9 First Impressions of David Fincher's The Girl With the Dragon Tattoo
The notorious embargo on David Fincher's adaptation of The Girl With the Dragon Tattoo has officially been lifted, and thus you can expect a frenzied film-culture commentariat to weigh in with raves, rumblings and other reactions all day. Things are no different here, where a few first impressions are making the rounds.
Look for Stephanie Zacharek's full review closer to Dragon Tattoo's Dec. 21 release date, but in grand Movieline tradition, find herewith a few notes to consider ahead of next week. For the record, this is mostly spoiler-free; considering the blockbuster success of both Stieg Larsson's source novel and international audience for the original Swedish screen adaptation, I guess I could be a little more generous with plot specifics and scenarios. But seeing as I was unfamiliar with both, it's probably safest to assume you might be as well.
1. Daniel Craig's association aside, this is the most transfixing title sequence the James Bond franchise never had. Maybe Trent Reznor and Karen O can rig up a Led Zeppelin cover for Skyfall.
2. It looks cold! Like, really cold. Like, "How is Sweden habitable?" cold. I don't think there's any CGI breath on this one, though maybe the technology has improved since The Social Network. Either way, the atmosphere is extraordinary throughout, even in the thaw.
3. For a guy who's always evinced a general impatience with and/or disdain for the news media while promoting his work, Fincher has an almost fetishistic eye for journalistic procedure. Dragon Tattoo presents a much more glamorized presentation than that of Zodiac, even going so far as to show disgraced-reporter-turned-investigator Mikael Blomqvist as a guy happily dallying with his married publisher and cavorting intimately with Lisbeth Salander (Rooney Mara), the punked-out bisexual hacker with whom he partners to crack a series of unsolved murders. Still! Fincher gets these guys and their obsessions. Or at least it looks like he's trying to.

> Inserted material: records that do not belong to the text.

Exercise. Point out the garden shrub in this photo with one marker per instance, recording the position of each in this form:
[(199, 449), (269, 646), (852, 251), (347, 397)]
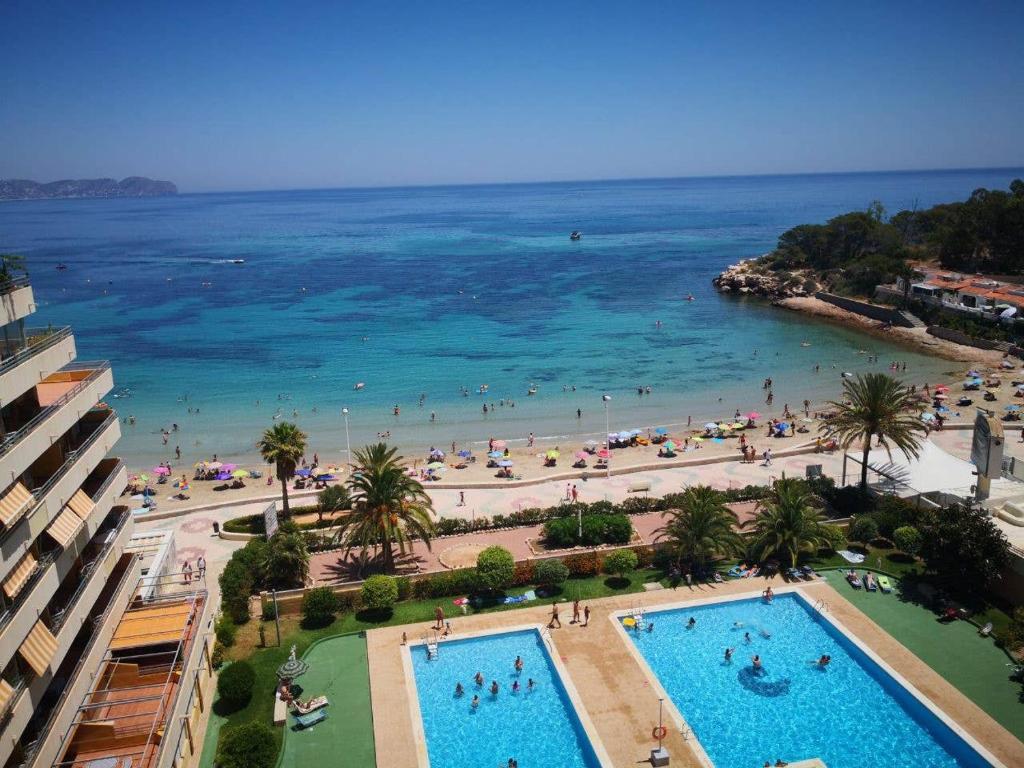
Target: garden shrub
[(621, 562), (235, 685), (864, 529), (247, 745), (907, 540), (495, 568), (550, 572), (318, 606), (379, 592)]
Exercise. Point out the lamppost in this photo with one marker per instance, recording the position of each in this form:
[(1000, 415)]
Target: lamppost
[(607, 431), (348, 444)]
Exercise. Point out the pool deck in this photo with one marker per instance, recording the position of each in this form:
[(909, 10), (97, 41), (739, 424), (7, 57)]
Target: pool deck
[(614, 689)]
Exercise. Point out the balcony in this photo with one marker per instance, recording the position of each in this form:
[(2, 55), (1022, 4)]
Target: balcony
[(55, 491), (89, 626), (62, 398), (28, 359), (56, 563), (16, 300)]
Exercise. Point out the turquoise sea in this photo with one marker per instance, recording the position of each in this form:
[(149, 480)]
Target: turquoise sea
[(429, 290)]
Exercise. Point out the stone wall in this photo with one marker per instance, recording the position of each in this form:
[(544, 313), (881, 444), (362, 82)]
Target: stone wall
[(873, 311)]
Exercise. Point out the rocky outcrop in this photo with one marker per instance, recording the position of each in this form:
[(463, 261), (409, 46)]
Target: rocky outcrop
[(751, 278), (133, 186)]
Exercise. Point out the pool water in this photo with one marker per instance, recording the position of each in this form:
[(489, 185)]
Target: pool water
[(538, 728), (850, 714)]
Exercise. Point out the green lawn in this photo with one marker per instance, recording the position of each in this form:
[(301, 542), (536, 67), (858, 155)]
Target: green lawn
[(973, 664), (266, 660)]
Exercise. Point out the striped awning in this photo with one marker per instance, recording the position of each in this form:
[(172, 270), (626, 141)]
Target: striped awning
[(81, 504), (39, 648), (6, 693), (66, 527), (14, 503), (19, 576)]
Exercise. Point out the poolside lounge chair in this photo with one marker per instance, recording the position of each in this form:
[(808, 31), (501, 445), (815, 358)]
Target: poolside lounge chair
[(308, 721), (311, 706)]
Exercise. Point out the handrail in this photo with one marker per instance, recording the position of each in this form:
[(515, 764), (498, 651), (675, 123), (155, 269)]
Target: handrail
[(49, 337), (32, 750), (73, 456), (85, 576), (11, 439), (12, 284)]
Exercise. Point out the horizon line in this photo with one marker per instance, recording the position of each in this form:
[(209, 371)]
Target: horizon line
[(609, 179)]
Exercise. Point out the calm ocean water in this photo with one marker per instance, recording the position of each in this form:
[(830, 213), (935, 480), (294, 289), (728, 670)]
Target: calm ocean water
[(426, 291)]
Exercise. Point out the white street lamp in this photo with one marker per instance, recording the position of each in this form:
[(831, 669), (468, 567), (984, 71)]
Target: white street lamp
[(348, 443)]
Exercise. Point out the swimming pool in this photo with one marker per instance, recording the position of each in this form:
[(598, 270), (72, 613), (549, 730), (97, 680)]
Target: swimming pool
[(538, 727), (850, 714)]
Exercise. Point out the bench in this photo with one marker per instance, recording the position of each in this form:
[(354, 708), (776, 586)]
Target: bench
[(280, 712)]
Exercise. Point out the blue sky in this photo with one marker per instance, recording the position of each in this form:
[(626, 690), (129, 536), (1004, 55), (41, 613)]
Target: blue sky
[(257, 95)]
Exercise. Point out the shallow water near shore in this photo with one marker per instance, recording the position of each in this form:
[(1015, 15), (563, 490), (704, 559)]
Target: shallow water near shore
[(431, 290)]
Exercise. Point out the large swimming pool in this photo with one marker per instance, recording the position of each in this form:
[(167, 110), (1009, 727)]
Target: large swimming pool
[(850, 714), (536, 727)]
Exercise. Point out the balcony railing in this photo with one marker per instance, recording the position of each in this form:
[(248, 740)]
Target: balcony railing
[(32, 749), (12, 284), (58, 616), (62, 470), (12, 438), (14, 353)]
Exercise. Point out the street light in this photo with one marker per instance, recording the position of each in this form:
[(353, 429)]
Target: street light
[(348, 444), (607, 431)]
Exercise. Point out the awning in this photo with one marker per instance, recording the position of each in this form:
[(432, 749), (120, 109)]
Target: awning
[(14, 503), (39, 648), (81, 504), (66, 527), (19, 576), (6, 693)]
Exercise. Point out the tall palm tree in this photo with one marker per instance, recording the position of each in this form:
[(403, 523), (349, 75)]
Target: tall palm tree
[(284, 445), (787, 522), (701, 527), (387, 505), (876, 406)]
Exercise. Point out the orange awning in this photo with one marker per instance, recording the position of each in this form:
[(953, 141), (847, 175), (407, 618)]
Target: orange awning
[(14, 503), (39, 648), (81, 505), (22, 572), (65, 527), (159, 624)]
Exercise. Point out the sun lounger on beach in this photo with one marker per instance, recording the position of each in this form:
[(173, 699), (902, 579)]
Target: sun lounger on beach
[(308, 721)]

4. That Stellan Skarsgård sure pours one menacing bottle of wine.
5. Again, I haven't seen director Niel Arden Oplev's earlier adaptation, but the general consensus toward that film seems to be that Lisbeth's rape and her comeuppance are shockingly graphic -- necessarily so to understand the depth of the character's lifelong pain and fury. For those worried that the American remake will sanitize and thus dilute these events? Don't be. I have never seen a more graphic, harrowing and violent rape-revenge scenario in a mainstream Hollywood film. It may actually go too far, if only because of the vast emotional distance that Lisbeth has to make up in the remainder of screenwriter Steven Zaillian's adaptation. That said, the adaptation is looong at 158 minutes, and...

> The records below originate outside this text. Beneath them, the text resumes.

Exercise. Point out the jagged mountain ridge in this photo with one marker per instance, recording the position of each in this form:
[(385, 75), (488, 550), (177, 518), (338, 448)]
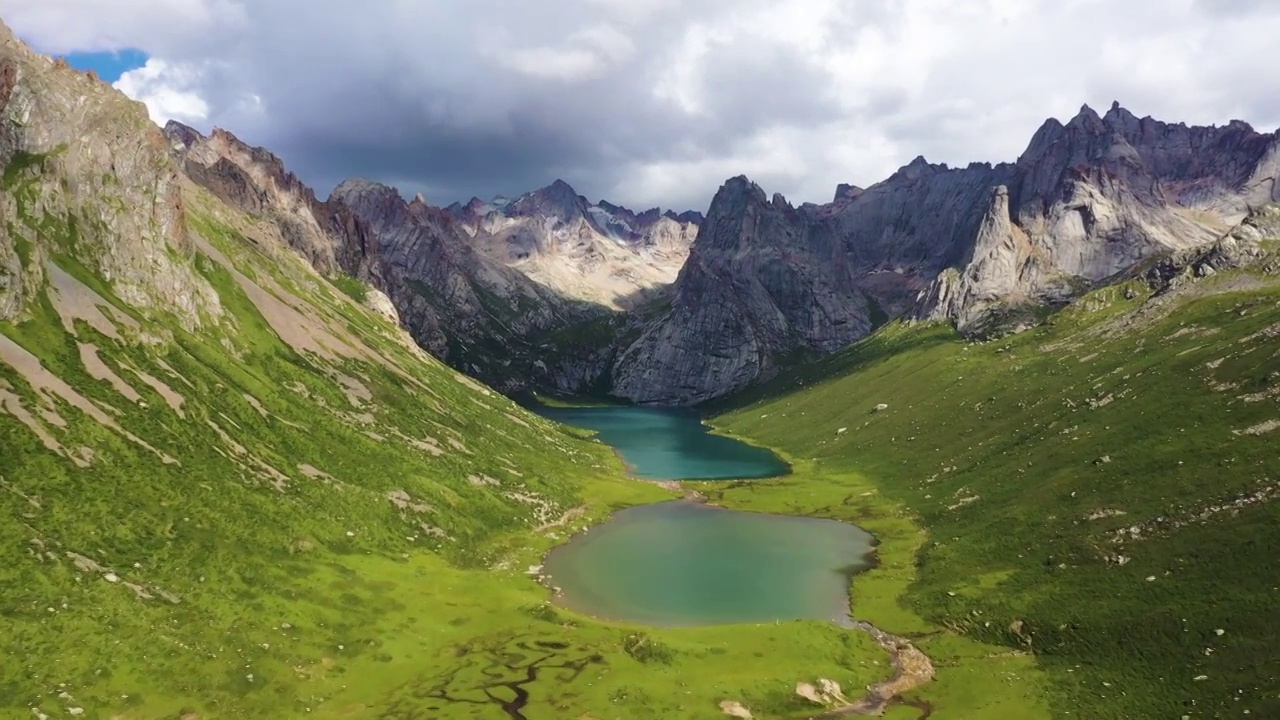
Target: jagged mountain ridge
[(767, 283), (471, 311), (598, 253), (216, 469), (1086, 201)]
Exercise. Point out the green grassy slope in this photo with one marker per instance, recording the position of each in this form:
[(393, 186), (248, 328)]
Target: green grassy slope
[(291, 511), (1098, 492)]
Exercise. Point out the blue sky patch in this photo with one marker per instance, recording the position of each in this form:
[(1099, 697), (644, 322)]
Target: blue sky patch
[(108, 65)]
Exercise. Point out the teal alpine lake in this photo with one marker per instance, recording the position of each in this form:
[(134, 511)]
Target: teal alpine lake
[(689, 564), (664, 443)]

6. Mara pulls it off. She's pretty damned good in this. Everyone is, really (Christopher Plummer reinforces his already redoubtable Oscar positioning, and Fincher knows exactly how to use Joely Richardson), but Mara doesn't shape-shift and skulk and scowl so much as give us a young woman stranded at the farthest edge of modernity, eyes darting constantly back into the pitch-black abyss in which she's taught to believe she belongs. Her Lisbeth comes most alive in those fragments of seconds when she seems capable of -- even constructed from -- anything.

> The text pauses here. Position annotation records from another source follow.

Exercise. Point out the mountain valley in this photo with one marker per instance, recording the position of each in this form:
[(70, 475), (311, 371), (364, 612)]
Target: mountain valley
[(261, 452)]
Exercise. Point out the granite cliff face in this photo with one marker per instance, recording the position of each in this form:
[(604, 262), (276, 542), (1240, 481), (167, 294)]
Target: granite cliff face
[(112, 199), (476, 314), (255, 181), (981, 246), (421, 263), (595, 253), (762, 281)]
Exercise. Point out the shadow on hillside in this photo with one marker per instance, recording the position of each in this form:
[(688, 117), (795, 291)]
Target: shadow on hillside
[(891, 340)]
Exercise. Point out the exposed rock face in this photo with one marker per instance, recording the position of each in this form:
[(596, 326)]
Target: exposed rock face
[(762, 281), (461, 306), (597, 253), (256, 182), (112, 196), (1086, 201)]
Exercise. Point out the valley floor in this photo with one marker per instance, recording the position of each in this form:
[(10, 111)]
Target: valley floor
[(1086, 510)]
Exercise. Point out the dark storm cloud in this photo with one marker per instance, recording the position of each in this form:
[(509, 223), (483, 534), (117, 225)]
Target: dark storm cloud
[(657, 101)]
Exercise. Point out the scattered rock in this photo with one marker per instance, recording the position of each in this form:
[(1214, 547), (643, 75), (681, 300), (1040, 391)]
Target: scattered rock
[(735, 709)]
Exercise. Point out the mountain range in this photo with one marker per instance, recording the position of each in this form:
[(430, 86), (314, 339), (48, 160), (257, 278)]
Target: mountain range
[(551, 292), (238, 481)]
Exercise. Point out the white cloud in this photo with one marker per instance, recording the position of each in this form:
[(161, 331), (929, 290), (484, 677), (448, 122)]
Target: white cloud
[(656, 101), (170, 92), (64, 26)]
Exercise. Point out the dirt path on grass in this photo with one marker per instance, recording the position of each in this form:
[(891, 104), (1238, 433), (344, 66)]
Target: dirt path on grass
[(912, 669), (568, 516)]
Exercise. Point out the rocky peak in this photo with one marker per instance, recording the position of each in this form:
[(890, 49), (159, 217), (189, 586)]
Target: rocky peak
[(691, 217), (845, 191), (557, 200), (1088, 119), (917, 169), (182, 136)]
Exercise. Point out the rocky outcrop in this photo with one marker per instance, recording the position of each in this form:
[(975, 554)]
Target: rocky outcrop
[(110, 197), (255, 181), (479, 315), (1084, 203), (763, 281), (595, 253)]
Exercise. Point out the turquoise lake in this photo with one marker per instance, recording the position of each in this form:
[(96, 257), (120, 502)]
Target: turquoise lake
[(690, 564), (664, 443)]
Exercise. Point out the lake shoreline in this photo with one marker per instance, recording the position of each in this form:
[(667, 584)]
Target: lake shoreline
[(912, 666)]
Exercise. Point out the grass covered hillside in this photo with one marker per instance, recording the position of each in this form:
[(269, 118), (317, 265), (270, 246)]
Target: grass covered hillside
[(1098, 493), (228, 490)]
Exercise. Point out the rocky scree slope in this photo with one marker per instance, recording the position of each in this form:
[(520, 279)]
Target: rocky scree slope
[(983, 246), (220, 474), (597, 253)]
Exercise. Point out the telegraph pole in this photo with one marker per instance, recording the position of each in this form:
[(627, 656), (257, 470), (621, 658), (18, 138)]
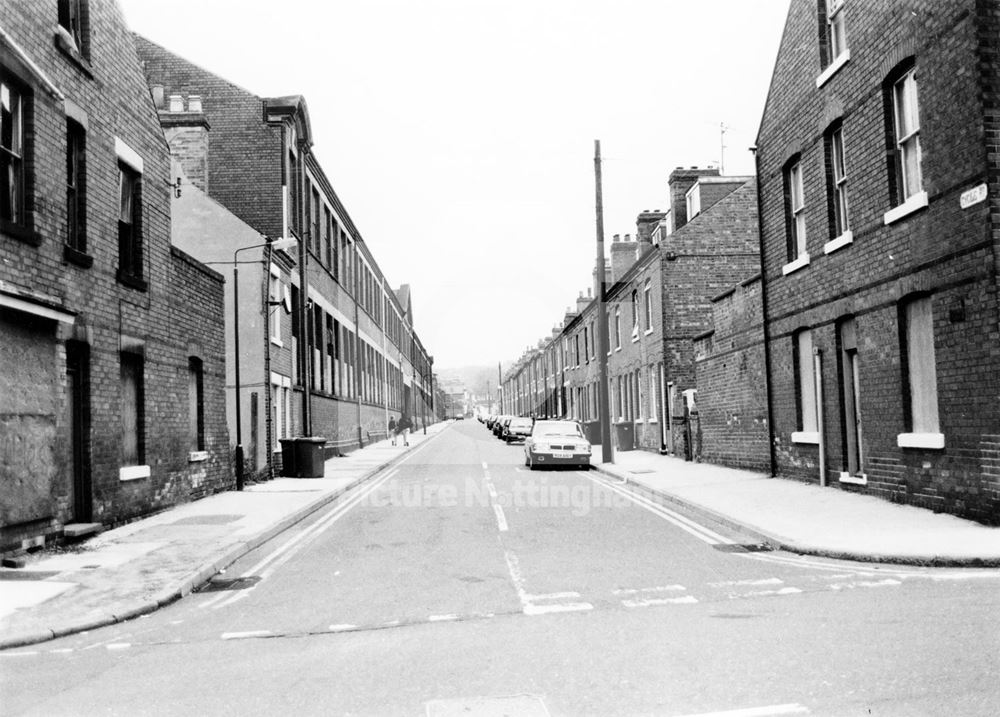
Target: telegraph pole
[(602, 318)]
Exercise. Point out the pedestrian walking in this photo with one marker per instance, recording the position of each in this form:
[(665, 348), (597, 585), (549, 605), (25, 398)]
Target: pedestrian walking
[(404, 426)]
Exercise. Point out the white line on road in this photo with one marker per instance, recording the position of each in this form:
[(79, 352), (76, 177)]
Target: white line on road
[(735, 583), (654, 589), (551, 596), (266, 567), (649, 602), (865, 584), (246, 635), (769, 711), (530, 609), (501, 518), (685, 524), (766, 593)]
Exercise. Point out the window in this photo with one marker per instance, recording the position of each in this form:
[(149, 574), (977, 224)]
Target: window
[(850, 389), (836, 33), (12, 184), (906, 136), (71, 21), (133, 444), (129, 224), (635, 314), (795, 203), (196, 404), (838, 181), (692, 201), (805, 387), (919, 366), (275, 309), (647, 302), (76, 205)]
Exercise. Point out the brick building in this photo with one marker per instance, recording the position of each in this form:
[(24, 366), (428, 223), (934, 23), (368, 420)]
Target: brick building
[(732, 386), (878, 169), (659, 299), (346, 358), (111, 348)]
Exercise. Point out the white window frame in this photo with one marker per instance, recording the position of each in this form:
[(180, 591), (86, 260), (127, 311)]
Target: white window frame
[(918, 325), (797, 207), (906, 126), (806, 394), (275, 294)]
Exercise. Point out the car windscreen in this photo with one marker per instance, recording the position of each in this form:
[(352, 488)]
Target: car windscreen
[(557, 429)]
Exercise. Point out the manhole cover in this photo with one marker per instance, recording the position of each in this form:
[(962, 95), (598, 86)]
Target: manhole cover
[(219, 584), (207, 520), (743, 548), (27, 574)]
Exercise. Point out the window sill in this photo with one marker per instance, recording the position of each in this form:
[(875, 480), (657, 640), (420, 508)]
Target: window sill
[(133, 281), (859, 479), (75, 256), (69, 49), (21, 232), (795, 265), (931, 441), (127, 473), (833, 68), (917, 201), (840, 242)]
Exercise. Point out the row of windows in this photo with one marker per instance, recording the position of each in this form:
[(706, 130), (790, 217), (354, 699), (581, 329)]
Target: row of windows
[(343, 364), (905, 179), (919, 380), (133, 408), (15, 185)]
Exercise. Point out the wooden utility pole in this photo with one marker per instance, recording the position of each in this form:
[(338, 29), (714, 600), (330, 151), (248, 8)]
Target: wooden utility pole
[(602, 319)]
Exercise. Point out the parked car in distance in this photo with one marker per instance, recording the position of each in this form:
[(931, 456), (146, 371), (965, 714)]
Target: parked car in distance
[(502, 426), (556, 443), (518, 429)]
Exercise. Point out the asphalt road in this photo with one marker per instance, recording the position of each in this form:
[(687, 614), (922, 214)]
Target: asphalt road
[(462, 583)]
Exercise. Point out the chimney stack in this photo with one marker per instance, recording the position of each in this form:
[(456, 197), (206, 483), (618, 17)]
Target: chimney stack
[(680, 181), (622, 257)]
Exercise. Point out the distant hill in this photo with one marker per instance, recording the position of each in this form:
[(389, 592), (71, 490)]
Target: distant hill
[(475, 379)]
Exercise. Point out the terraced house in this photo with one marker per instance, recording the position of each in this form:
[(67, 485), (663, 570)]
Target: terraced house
[(879, 193), (111, 346), (335, 353)]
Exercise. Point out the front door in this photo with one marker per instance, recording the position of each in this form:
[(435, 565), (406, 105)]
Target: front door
[(76, 402)]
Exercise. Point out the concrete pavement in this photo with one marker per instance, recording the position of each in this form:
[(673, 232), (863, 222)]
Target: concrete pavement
[(141, 566), (144, 565), (806, 518)]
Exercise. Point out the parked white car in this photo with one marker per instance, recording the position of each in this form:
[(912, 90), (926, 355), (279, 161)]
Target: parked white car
[(556, 443)]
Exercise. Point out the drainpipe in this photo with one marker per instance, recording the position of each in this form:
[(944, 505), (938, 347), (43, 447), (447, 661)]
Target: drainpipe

7. Maybe I've just seen too many Bergman films, but I didn't know 1966-era Sweden could practically be as mediated by photography as latter-day America. I mean, did everyone really take that many pictures back then, with even the crappy ones making it into photo albums hanging around early half a century later?
8. Enya better have gotten paid well for that music cue, because I don't know if anyone who sees this can sit still for "Orinoco Flow" again.
9. I get the nihilistic novelty of marketing Dragon Tattoo as "the Feel-Bad Movie of Christmas," yet I found the film strangely uplifting. And I'm depressed about everything! The ending might not be optimal for at least one character, but hey -- we've got two more movies in the series. The only person who'll likely feel bad about this one is David Denby. I don't know, though, you tell me.